Summary: Authentication to UI with client cert fails after password reset
Product: Red Hat Enterprise Linux 7 Reporter: Rob Crittenden <rcritten>
Component: doc-Linux_Domain_Identity_Management_GuideAssignee: Marc Muehlfeld <mmuehlfe>
Status: CLOSED CURRENTRELEASE QA Contact: ipa-qe <ipa-qe>
Severity: unspecified Docs Contact:
Priority: medium    
Version: 7.4CC: pvoborni, rcritten, rhel-docs, tscherf
Target Milestone: rcKeywords: Documentation, EasyFix
Target Release: ---   
Hardware: Unspecified   
OS: Unspecified   
Whiteboard:
Fixed In Version: Doc Type: If docs needed, set a value
Doc Text:
Story Points: ---
Clone Of: Environment:
Last Closed: 2019-04-09 10:32:40 UTC Type: ---
Regression: --- Mount Type: ---
Documentation: --- CRM:
Verified Versions: Category: ---
oVirt Team: --- RHEL 7.3 requirements from Atomic Host:
Cloudforms Team: --- Target Upstream Version:
Embargoed:

Description Rob Crittenden 2018-07-30 17:08:31 UTC 
This bug is created as a clone of upstream ticket:
https://pagure.io/freeipa/issue/7502

### Possible Issue
Testing shows that if a user is required to change their password on next login (after a password reset for example), then authenticating to the UI with a certificate will fail.


#### Steps to Reproduce
1. Perform a password reset for <user>
2. From a machine with <user>'s certificate imported into Firefox, attempt to log in to the UI using certificate - fails
3. kinit <user>
  # set a new password
4. Attempt login to UI with certificate again - succeeds


#### Actual behavior
Login fails

#### Expected behavior
Login succeeds

#### Version/Release/Distribution
$ rpm -q freeipa-server freeipa-client ipa-server ipa-client 389-ds-base pki-ca krb5-server
package freeipa-server is not installed
package freeipa-client is not installed
ipa-server-4.5.0-20.el7.x86_64
ipa-client-4.5.0-20.el7.x86_64
389-ds-base-1.3.6.1-16.el7.x86_64
pki-ca-10.4.1-10.el7.noarch
krb5-server-1.15.1-8.el7.x86_64



I wanted to know whether this was by design as I would have thought that the password login and certificate login methods should operate independently.
Comment 2 Rob Crittenden 2018-07-30 17:10:44 UTC 
Creating a doc bug out of an issue reported upstream. The jist is:

From a Kerberos perspective, what's happening here is that the principal has the +needchange flag set. The historical meaning of this flag is that the principal will be locked out of authenticating to all services except kadmin/changepw, which allows it to change its password.

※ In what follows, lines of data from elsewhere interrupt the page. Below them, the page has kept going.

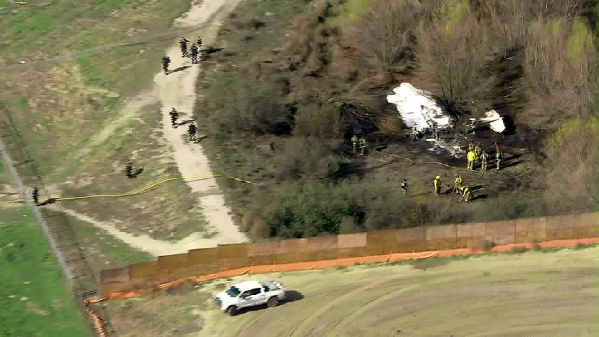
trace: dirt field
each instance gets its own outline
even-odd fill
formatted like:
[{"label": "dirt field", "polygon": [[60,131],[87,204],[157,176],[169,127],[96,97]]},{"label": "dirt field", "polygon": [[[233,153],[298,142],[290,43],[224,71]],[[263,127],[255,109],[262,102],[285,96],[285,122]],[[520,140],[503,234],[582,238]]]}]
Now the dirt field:
[{"label": "dirt field", "polygon": [[[595,246],[250,275],[107,303],[111,316],[131,318],[114,322],[123,336],[597,336],[598,253]],[[281,281],[292,300],[234,317],[214,308],[211,294],[252,278]]]}]

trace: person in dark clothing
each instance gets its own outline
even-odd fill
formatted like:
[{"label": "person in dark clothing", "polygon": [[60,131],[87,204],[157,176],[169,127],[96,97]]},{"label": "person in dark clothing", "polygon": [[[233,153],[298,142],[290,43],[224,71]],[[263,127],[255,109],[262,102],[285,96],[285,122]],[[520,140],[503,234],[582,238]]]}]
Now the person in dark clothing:
[{"label": "person in dark clothing", "polygon": [[34,202],[35,206],[40,206],[40,188],[37,186],[34,188]]},{"label": "person in dark clothing", "polygon": [[189,134],[189,141],[195,142],[195,131],[198,130],[198,128],[195,126],[195,124],[193,122],[189,124],[189,127],[187,128],[187,133]]},{"label": "person in dark clothing", "polygon": [[125,174],[127,175],[127,179],[129,179],[137,177],[143,171],[143,168],[138,168],[137,170],[135,170],[135,172],[134,172],[133,163],[131,161],[128,161],[127,164],[125,166]]},{"label": "person in dark clothing", "polygon": [[173,125],[173,128],[176,128],[177,123],[175,121],[177,121],[177,118],[179,116],[179,113],[177,112],[177,110],[173,107],[171,110],[171,112],[168,113],[168,115],[171,115],[171,124]]},{"label": "person in dark clothing", "polygon": [[131,161],[128,161],[125,166],[125,174],[127,175],[128,179],[133,177],[133,163]]},{"label": "person in dark clothing", "polygon": [[191,62],[193,64],[198,63],[198,55],[199,54],[199,49],[194,44],[191,46]]},{"label": "person in dark clothing", "polygon": [[161,64],[162,65],[162,70],[164,71],[164,74],[168,74],[168,65],[171,63],[171,58],[167,55],[162,56],[162,59],[160,61]]},{"label": "person in dark clothing", "polygon": [[189,40],[184,37],[181,38],[181,40],[179,40],[179,44],[181,45],[181,53],[183,54],[183,57],[184,58],[189,56],[189,55],[187,52],[187,44],[188,42],[189,42]]}]

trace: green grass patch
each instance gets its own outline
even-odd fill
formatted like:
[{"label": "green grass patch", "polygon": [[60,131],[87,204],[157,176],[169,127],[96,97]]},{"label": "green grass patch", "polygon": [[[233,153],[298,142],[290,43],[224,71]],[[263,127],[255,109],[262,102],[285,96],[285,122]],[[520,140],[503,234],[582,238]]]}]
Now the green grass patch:
[{"label": "green grass patch", "polygon": [[88,260],[96,270],[155,260],[145,251],[134,248],[93,225],[66,215],[88,250]]},{"label": "green grass patch", "polygon": [[[139,118],[117,127],[113,136],[81,158],[78,164],[70,163],[66,174],[75,179],[85,179],[87,174],[94,178],[84,187],[65,187],[64,195],[120,194],[180,176],[176,165],[165,157],[159,140],[162,135],[162,113],[158,104],[142,108]],[[184,132],[184,127],[180,130]],[[125,165],[129,160],[134,170],[143,169],[135,179],[125,176]],[[107,167],[111,168],[110,171]],[[190,188],[183,180],[167,182],[142,194],[72,201],[65,206],[101,221],[120,220],[123,231],[159,239],[179,240],[195,231],[202,232],[206,225]],[[113,246],[111,243],[107,248]]]},{"label": "green grass patch", "polygon": [[0,212],[0,336],[88,335],[60,268],[26,207]]},{"label": "green grass patch", "polygon": [[371,0],[347,0],[339,6],[339,14],[331,23],[343,25],[358,20],[370,10]]}]

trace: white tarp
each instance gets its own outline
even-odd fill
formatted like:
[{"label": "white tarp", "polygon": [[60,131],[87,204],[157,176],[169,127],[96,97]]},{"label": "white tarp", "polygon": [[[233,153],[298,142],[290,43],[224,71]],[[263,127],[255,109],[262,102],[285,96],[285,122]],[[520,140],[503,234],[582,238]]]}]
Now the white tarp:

Kerberos sort of expects that either users will use a password (e.g., with encrypted timestamp or SPAKE) or they will use a certificate (pkinit). We're therefore disinclined to change this behavior since we don't expect users to encounter it, and the necessity for change of password is considered "high priority".
Comment 4 Marc Muehlfeld 2019-04-09 10:32:40 UTC 
Windows Integration Guide, Linux Domain Identity, Authentication, and Policy Guide und System-Level Authentication Guide sind live
Comment 5 Marc Muehlfeld 2019-04-09 10:35:39 UTC 
The update is now available on the Customer Portal.